Databile al secondo quarto del VI secolo a.C., la fibula presenta un arco configurato come una pantera accovacciata, resa con straordinaria plasticità. La staffa rettangolare, allungata e appiattita, termina con una protome felina finemente modellata; la molla e l’ardiglione sono realizzati in semplice filo d’oro. Il bordo inferiore è rifinito da un filo zigrinato articolato in due rotelle, mentre la parte superiore è decorata a granulazione con la raffigurazione del cosiddetto Albero della vita.

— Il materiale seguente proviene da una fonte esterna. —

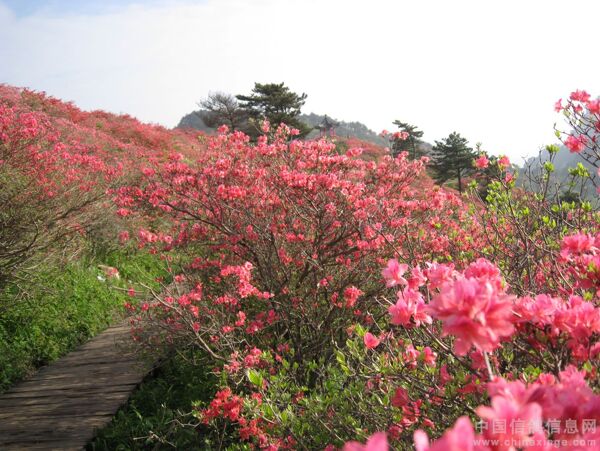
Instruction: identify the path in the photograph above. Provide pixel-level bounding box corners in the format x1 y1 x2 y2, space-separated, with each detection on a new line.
0 325 149 451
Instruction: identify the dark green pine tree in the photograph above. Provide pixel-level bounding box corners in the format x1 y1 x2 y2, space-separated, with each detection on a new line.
236 83 311 138
392 120 424 160
431 132 475 193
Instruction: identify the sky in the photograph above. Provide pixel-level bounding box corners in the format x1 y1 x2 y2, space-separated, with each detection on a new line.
0 0 600 163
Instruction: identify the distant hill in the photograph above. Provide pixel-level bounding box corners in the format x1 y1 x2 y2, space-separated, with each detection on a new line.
175 110 215 134
177 110 431 153
521 146 600 200
300 113 389 147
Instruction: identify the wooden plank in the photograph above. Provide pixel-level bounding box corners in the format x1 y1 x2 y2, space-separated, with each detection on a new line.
0 325 151 450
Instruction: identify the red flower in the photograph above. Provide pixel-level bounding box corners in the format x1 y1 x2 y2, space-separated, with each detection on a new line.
363 332 381 349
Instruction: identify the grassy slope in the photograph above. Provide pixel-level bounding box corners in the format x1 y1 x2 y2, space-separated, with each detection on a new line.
0 251 166 392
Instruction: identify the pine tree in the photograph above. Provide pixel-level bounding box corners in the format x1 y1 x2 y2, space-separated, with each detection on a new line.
196 92 248 131
236 83 311 137
392 120 423 160
432 132 475 193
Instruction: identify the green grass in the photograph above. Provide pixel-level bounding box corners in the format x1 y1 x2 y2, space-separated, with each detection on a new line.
87 351 217 451
0 250 167 393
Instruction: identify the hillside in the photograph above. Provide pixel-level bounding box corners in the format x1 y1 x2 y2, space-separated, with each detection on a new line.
176 110 404 148
521 146 600 201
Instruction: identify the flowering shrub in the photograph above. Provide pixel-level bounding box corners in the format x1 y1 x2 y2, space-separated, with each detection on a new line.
0 83 600 451
115 91 600 450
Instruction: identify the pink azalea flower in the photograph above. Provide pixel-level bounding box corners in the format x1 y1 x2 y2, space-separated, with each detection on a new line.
363 332 381 349
475 155 490 169
570 89 590 102
381 258 408 287
428 278 514 355
498 155 510 169
554 99 563 113
408 265 427 290
560 233 595 257
344 286 363 308
343 432 389 451
425 263 456 288
586 99 600 114
423 346 437 366
565 135 587 153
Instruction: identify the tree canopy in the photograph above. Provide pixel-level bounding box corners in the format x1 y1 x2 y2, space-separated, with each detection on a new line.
236 83 310 137
432 132 475 192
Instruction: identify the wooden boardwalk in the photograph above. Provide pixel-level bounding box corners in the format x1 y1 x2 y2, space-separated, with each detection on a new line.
0 325 150 451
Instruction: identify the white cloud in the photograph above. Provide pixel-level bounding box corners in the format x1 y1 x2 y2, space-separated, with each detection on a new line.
0 0 600 162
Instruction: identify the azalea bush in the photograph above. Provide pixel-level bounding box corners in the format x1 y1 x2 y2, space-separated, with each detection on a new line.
338 91 600 451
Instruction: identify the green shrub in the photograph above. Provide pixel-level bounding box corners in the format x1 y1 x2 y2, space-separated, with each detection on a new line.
0 250 167 392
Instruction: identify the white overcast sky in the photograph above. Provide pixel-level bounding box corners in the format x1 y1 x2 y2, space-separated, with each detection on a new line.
0 0 600 162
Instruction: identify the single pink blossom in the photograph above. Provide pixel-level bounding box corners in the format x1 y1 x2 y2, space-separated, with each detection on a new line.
428 277 514 355
565 135 587 153
554 99 563 113
381 258 408 287
498 155 510 169
363 332 381 349
475 154 490 169
569 89 590 102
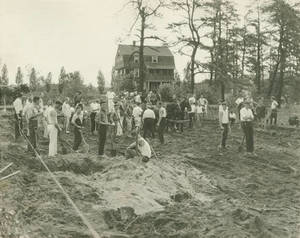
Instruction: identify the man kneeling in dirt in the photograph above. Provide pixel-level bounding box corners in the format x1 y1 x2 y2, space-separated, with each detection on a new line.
125 132 151 162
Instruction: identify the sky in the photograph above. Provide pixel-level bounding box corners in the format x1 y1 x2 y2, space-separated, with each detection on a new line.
0 0 252 85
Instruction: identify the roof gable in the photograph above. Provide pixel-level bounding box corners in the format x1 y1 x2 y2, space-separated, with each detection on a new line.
118 45 173 57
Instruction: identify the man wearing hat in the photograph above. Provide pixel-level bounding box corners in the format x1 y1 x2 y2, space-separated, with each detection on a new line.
240 100 256 156
96 100 110 156
143 104 155 138
13 93 23 140
219 101 230 149
270 96 279 126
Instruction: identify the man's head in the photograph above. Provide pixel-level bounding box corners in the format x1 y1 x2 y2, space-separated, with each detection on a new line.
221 101 227 109
55 100 62 111
47 99 53 106
33 96 40 105
100 100 106 110
244 100 251 109
75 103 83 114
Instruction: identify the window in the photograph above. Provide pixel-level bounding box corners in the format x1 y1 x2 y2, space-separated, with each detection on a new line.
152 56 158 63
133 55 139 63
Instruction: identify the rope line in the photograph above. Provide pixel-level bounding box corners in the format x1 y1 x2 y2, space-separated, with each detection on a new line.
19 122 100 238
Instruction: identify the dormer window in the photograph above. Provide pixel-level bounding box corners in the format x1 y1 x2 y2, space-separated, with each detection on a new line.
152 56 158 63
133 55 139 63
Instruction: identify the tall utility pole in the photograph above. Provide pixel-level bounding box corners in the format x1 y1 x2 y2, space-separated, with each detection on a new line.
139 7 146 92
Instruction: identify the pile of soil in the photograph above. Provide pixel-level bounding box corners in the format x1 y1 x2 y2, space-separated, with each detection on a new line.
0 114 300 238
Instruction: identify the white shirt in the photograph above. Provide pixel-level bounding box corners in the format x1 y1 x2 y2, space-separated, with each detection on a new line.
229 112 236 119
47 107 57 125
62 102 71 117
235 97 244 105
138 137 151 159
13 98 23 114
23 100 32 115
199 98 208 106
159 107 167 118
91 102 100 112
189 97 196 104
240 107 254 121
143 108 155 120
271 100 279 110
106 92 116 99
189 104 196 113
219 106 229 124
134 94 142 103
132 106 143 118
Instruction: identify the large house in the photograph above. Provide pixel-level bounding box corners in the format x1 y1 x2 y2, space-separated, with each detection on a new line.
114 43 175 91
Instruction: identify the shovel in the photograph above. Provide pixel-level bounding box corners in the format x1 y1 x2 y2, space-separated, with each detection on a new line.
110 127 117 157
80 131 90 154
238 135 246 152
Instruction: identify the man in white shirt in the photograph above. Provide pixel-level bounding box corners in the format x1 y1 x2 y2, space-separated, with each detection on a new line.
143 104 155 138
125 133 151 162
188 103 196 128
240 101 256 156
132 103 143 128
90 100 100 135
219 101 230 149
157 102 167 144
134 94 142 103
13 93 23 141
62 97 72 134
198 95 208 116
189 94 196 105
235 93 245 120
270 97 279 126
47 101 62 157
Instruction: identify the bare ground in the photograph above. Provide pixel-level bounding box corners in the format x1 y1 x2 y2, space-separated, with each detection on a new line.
0 114 300 238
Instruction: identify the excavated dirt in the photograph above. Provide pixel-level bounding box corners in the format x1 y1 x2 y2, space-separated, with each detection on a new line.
0 112 300 238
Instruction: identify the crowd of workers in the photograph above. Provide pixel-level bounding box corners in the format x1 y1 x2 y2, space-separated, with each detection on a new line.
13 88 279 161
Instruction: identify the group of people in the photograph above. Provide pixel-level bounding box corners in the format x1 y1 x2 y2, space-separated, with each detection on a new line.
219 94 279 157
13 87 279 160
13 89 167 162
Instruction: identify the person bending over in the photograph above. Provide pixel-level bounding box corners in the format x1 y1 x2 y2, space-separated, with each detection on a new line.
125 132 151 162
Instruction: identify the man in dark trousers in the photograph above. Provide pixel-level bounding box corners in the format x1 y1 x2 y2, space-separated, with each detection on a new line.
219 101 230 149
240 101 256 157
143 104 155 138
13 93 23 141
157 102 167 144
96 100 111 156
26 97 42 152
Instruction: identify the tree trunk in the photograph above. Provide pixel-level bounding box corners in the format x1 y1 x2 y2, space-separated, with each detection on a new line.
190 45 197 93
139 8 145 92
277 49 286 106
221 82 225 101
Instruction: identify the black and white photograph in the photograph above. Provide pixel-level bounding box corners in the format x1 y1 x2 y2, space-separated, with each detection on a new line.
0 0 300 238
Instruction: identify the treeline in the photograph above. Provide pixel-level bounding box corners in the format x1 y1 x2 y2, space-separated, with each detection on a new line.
0 64 105 104
125 0 300 101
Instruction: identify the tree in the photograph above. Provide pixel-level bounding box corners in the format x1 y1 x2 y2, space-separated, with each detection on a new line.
45 72 52 93
97 70 105 94
263 0 300 102
128 0 164 91
29 67 39 91
168 0 203 93
0 64 9 86
16 67 24 86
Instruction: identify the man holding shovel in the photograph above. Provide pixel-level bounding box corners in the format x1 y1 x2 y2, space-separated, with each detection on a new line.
219 101 230 149
240 100 256 157
96 100 111 157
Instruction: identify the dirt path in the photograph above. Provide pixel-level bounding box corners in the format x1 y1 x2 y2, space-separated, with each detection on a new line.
0 114 300 238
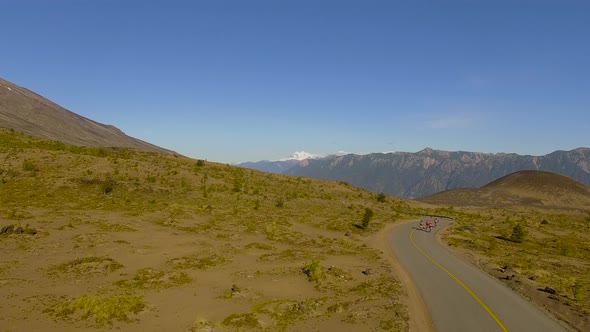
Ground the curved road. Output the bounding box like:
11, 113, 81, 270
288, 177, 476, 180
389, 220, 567, 332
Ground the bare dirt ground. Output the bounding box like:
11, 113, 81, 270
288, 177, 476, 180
369, 220, 434, 332
437, 227, 590, 331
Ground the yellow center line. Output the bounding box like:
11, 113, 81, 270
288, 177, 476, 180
410, 229, 508, 332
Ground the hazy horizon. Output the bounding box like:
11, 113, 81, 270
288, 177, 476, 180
0, 0, 590, 163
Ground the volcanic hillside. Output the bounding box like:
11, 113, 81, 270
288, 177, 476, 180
0, 79, 170, 152
420, 171, 590, 210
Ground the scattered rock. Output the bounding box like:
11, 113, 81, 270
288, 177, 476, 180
0, 225, 14, 235
231, 284, 240, 293
463, 225, 475, 234
297, 302, 309, 312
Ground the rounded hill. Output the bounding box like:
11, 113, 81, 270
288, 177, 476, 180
419, 171, 590, 210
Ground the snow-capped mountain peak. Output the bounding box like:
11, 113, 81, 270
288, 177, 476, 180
280, 151, 319, 161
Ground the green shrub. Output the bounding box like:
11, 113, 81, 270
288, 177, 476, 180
303, 259, 324, 283
44, 295, 145, 326
510, 223, 526, 243
100, 179, 117, 194
23, 159, 39, 172
361, 208, 375, 229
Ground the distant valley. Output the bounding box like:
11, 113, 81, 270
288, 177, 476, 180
240, 147, 590, 198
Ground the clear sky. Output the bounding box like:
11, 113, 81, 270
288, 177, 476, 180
0, 0, 590, 163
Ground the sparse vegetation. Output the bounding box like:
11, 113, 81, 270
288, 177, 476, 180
361, 208, 375, 229
510, 223, 526, 243
45, 295, 145, 327
0, 130, 414, 331
116, 268, 191, 289
49, 257, 123, 276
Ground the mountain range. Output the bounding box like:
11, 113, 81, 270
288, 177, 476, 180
240, 147, 590, 198
419, 171, 590, 211
0, 78, 172, 153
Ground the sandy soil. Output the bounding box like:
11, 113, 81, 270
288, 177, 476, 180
368, 220, 434, 332
437, 225, 590, 331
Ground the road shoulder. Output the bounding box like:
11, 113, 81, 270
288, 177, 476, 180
367, 220, 434, 332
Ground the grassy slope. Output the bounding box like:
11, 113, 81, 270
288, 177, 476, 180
434, 206, 590, 330
0, 131, 412, 331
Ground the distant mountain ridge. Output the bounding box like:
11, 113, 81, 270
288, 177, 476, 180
419, 171, 590, 211
245, 147, 590, 198
0, 78, 172, 153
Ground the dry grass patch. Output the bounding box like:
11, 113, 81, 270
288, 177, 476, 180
44, 295, 145, 327
48, 257, 123, 277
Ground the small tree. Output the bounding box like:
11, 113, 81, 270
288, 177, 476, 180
510, 223, 526, 243
361, 208, 375, 229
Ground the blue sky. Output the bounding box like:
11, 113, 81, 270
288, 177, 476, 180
0, 0, 590, 163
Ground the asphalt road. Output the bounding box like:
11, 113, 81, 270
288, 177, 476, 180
390, 221, 567, 332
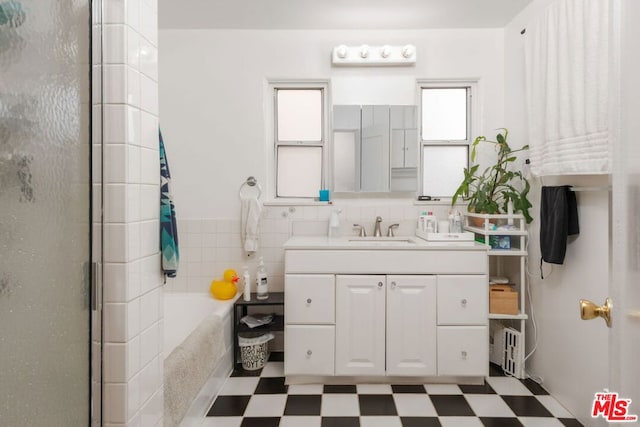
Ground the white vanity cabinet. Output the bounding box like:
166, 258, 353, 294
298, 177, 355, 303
335, 275, 436, 376
437, 275, 489, 376
335, 275, 386, 375
284, 274, 335, 375
284, 238, 489, 382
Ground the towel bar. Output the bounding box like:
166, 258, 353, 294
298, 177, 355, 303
238, 176, 262, 199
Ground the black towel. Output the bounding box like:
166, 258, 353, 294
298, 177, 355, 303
540, 185, 580, 272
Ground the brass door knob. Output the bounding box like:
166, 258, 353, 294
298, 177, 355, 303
580, 297, 613, 328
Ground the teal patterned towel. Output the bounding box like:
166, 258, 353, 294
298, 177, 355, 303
158, 129, 180, 277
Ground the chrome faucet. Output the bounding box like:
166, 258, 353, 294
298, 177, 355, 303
373, 216, 382, 237
353, 224, 367, 237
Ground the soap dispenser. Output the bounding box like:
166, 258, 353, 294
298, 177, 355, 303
329, 209, 342, 237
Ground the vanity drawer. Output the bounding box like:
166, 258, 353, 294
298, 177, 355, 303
438, 326, 489, 376
437, 275, 489, 325
284, 274, 336, 324
284, 325, 335, 375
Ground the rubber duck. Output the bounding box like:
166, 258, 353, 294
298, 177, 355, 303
209, 269, 240, 300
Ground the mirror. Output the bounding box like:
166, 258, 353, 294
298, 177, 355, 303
333, 105, 419, 192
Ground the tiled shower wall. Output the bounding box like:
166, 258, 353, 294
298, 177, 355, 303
101, 0, 163, 426
166, 204, 449, 292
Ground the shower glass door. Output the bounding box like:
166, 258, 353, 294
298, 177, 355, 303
0, 0, 101, 427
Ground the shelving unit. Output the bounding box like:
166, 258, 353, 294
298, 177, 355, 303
233, 292, 284, 369
464, 212, 529, 379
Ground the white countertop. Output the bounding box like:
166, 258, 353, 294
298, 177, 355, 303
284, 236, 487, 251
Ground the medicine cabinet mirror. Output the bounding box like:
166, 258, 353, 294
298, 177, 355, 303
333, 105, 420, 192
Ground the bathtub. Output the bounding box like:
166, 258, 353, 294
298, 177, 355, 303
163, 292, 236, 427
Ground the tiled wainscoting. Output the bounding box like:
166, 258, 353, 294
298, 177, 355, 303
166, 201, 449, 292
100, 0, 164, 427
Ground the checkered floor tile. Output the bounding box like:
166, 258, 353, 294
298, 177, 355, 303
202, 353, 582, 427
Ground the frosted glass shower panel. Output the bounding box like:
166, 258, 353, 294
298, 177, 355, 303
422, 88, 468, 141
0, 0, 92, 426
422, 145, 469, 197
276, 146, 322, 197
276, 89, 323, 142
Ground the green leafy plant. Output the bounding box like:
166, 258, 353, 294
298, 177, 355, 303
451, 128, 533, 224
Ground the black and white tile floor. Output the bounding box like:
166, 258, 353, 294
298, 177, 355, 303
202, 353, 582, 427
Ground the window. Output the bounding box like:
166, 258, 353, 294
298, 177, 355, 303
419, 82, 474, 197
272, 83, 327, 198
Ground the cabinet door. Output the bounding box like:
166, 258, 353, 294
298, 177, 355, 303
284, 325, 335, 375
387, 276, 436, 376
438, 275, 489, 325
438, 326, 489, 376
335, 275, 386, 375
404, 129, 419, 168
284, 274, 335, 324
391, 129, 405, 168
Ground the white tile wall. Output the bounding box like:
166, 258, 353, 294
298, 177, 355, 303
102, 0, 163, 427
166, 200, 449, 292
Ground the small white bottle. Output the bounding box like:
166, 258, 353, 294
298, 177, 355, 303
329, 209, 342, 237
256, 257, 269, 299
452, 211, 462, 233
447, 211, 457, 233
418, 211, 427, 231
425, 211, 438, 233
242, 265, 251, 301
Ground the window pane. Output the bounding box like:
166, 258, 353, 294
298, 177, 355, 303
276, 146, 322, 197
277, 89, 322, 142
422, 88, 467, 141
422, 145, 469, 197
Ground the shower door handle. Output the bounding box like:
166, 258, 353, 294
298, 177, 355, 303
91, 262, 102, 311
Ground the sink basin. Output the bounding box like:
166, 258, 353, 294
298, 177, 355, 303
349, 237, 416, 245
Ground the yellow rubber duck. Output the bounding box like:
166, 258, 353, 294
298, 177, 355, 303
209, 269, 240, 300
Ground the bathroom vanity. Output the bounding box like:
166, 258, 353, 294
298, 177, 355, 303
284, 236, 489, 383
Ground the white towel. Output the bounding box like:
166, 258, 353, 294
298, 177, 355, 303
525, 0, 611, 176
241, 197, 262, 254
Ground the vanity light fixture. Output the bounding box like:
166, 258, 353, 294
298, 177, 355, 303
331, 44, 416, 67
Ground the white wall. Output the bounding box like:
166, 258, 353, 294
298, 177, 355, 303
159, 29, 504, 292
159, 29, 504, 219
504, 0, 610, 425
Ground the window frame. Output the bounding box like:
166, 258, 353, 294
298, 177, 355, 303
266, 80, 331, 202
417, 79, 480, 199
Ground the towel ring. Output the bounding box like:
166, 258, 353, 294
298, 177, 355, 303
238, 176, 262, 199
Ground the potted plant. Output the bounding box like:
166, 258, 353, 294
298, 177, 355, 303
451, 128, 533, 224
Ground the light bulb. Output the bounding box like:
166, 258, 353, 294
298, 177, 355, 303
402, 44, 416, 58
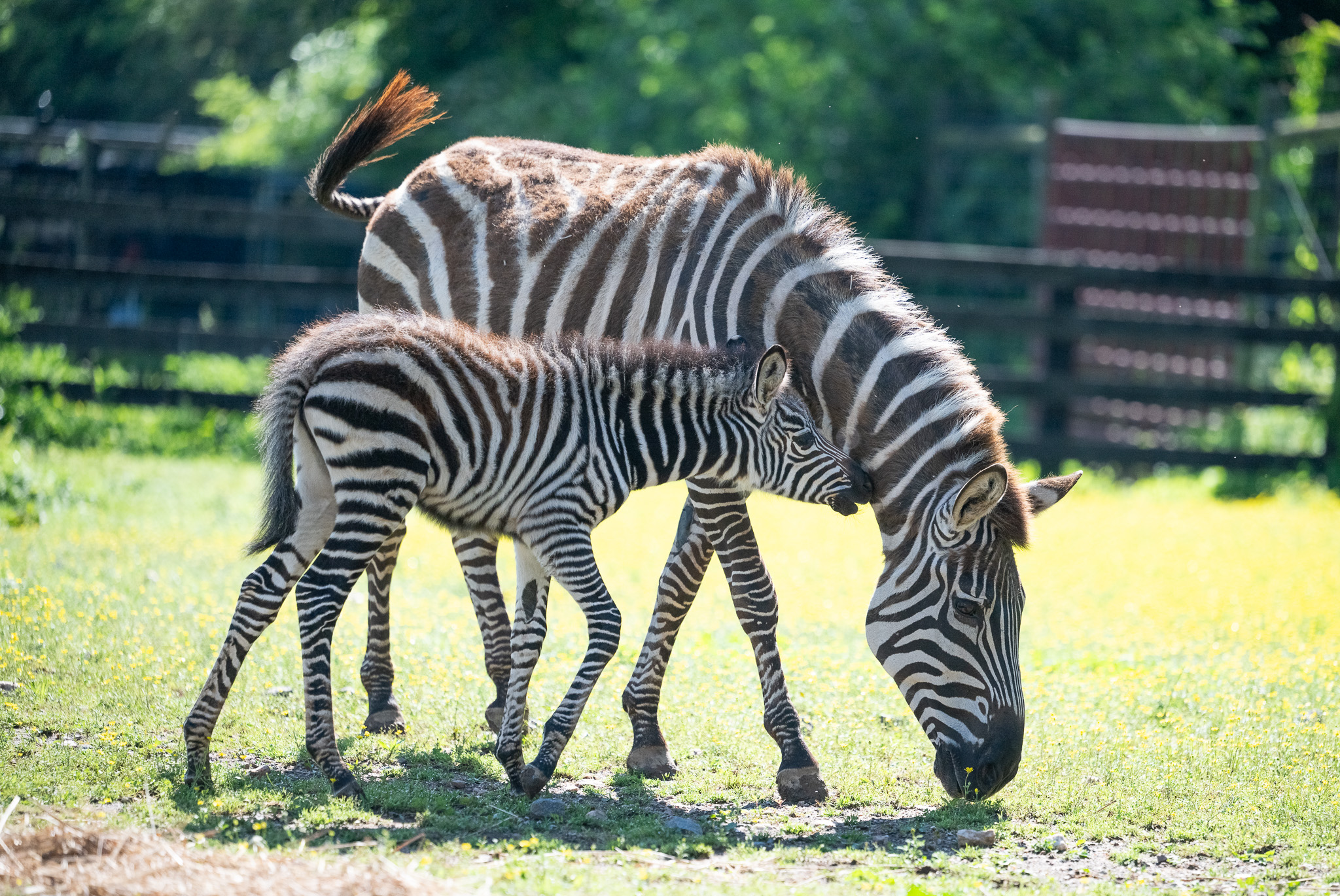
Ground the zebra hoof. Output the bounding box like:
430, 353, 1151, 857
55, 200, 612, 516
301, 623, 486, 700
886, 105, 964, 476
777, 765, 828, 802
627, 746, 679, 778
521, 765, 550, 800
331, 770, 363, 797
363, 706, 404, 734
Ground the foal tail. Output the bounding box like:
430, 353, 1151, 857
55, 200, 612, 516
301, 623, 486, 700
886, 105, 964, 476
307, 69, 442, 221
247, 328, 328, 555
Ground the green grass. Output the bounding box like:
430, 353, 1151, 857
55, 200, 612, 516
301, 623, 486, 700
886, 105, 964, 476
0, 446, 1340, 896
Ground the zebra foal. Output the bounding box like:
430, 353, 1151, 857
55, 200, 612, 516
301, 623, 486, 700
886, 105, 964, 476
183, 313, 868, 795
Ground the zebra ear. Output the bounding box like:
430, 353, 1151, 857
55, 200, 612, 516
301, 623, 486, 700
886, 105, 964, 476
754, 345, 786, 405
1024, 470, 1084, 514
949, 464, 1009, 532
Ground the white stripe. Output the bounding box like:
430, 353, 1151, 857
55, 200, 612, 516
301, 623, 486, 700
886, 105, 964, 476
871, 414, 986, 509
586, 161, 689, 339
386, 188, 454, 317
509, 160, 586, 339
623, 177, 693, 341
652, 162, 726, 339
359, 230, 423, 312
702, 205, 779, 348
544, 160, 661, 336
841, 327, 946, 447
675, 167, 758, 345
437, 156, 493, 334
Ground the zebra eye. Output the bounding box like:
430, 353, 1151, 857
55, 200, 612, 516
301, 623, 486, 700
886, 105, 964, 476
954, 597, 982, 619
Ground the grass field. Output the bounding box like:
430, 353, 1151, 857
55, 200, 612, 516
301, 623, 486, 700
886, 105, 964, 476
0, 447, 1340, 896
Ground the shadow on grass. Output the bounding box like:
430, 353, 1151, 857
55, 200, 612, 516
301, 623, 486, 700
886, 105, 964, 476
171, 739, 1004, 861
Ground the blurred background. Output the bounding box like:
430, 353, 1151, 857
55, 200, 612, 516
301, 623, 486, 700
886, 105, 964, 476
0, 0, 1340, 495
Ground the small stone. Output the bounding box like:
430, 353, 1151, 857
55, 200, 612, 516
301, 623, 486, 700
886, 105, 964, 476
661, 816, 702, 835
958, 828, 996, 849
531, 797, 568, 818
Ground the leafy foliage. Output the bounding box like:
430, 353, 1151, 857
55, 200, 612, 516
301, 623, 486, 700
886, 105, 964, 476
0, 0, 1300, 244
196, 10, 386, 167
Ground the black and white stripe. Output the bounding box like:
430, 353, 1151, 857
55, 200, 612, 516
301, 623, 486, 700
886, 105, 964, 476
304, 77, 1073, 800
184, 313, 868, 795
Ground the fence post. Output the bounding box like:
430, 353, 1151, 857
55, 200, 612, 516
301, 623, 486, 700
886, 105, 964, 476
1038, 286, 1074, 473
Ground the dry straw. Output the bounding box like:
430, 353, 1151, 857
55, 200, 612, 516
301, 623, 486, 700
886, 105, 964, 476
0, 816, 459, 896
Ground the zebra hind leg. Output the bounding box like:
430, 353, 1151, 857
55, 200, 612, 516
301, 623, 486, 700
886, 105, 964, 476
359, 523, 404, 734
508, 526, 623, 797
689, 479, 828, 802
183, 427, 335, 787
495, 541, 550, 795
451, 536, 520, 734
296, 492, 422, 797
623, 501, 711, 778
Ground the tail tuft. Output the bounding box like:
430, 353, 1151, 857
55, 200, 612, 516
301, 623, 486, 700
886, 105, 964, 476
307, 69, 442, 221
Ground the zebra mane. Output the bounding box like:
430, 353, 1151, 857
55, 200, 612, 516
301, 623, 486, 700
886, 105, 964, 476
285, 311, 762, 394
706, 146, 1032, 547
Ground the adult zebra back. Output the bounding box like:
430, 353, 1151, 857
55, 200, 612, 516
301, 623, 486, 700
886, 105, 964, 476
309, 73, 1079, 799
184, 313, 868, 795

La qualità tecnica rivela una manifattura di altissimo livello. La granulazione, ottenuta applicando minuscole sfere d’oro saldate alla superficie, testimonia la straordinaria abilità degli orafi etruschi, tra i più raffinati del Mediterraneo arcaico. Un oggetto del genere è indizio di una committenza aristocratica, e l’accesso dell’officina di produzione a reti commerciali e ad una società strutturata e dinamica.
Anche l’iconografia è significativa. La pantera, diffusa nel linguaggio figurativo orientalizzante e arcaico, richiama simboli di forza, protezione e prestigio, mentre l’Albero della vita, di ascendenza vicino-orientale, allude alla rigenerazione e alla continuità tra mondo terreno e ultraterreno. In un contesto funerario, questi elementi assumono un valore identitario e simbolico particolarmente intenso.
La fibula non è dunque soltanto un ornamento: è un segno di potere, appartenenza e relazioni culturali. Dal tumulo aristocratico al museo contemporaneo, questo capolavoro racconta la ricchezza, le ambizioni e l’identità della Cortona etrusca, rafforzando il legame profondo tra il patrimonio archeologico e la città di oggi.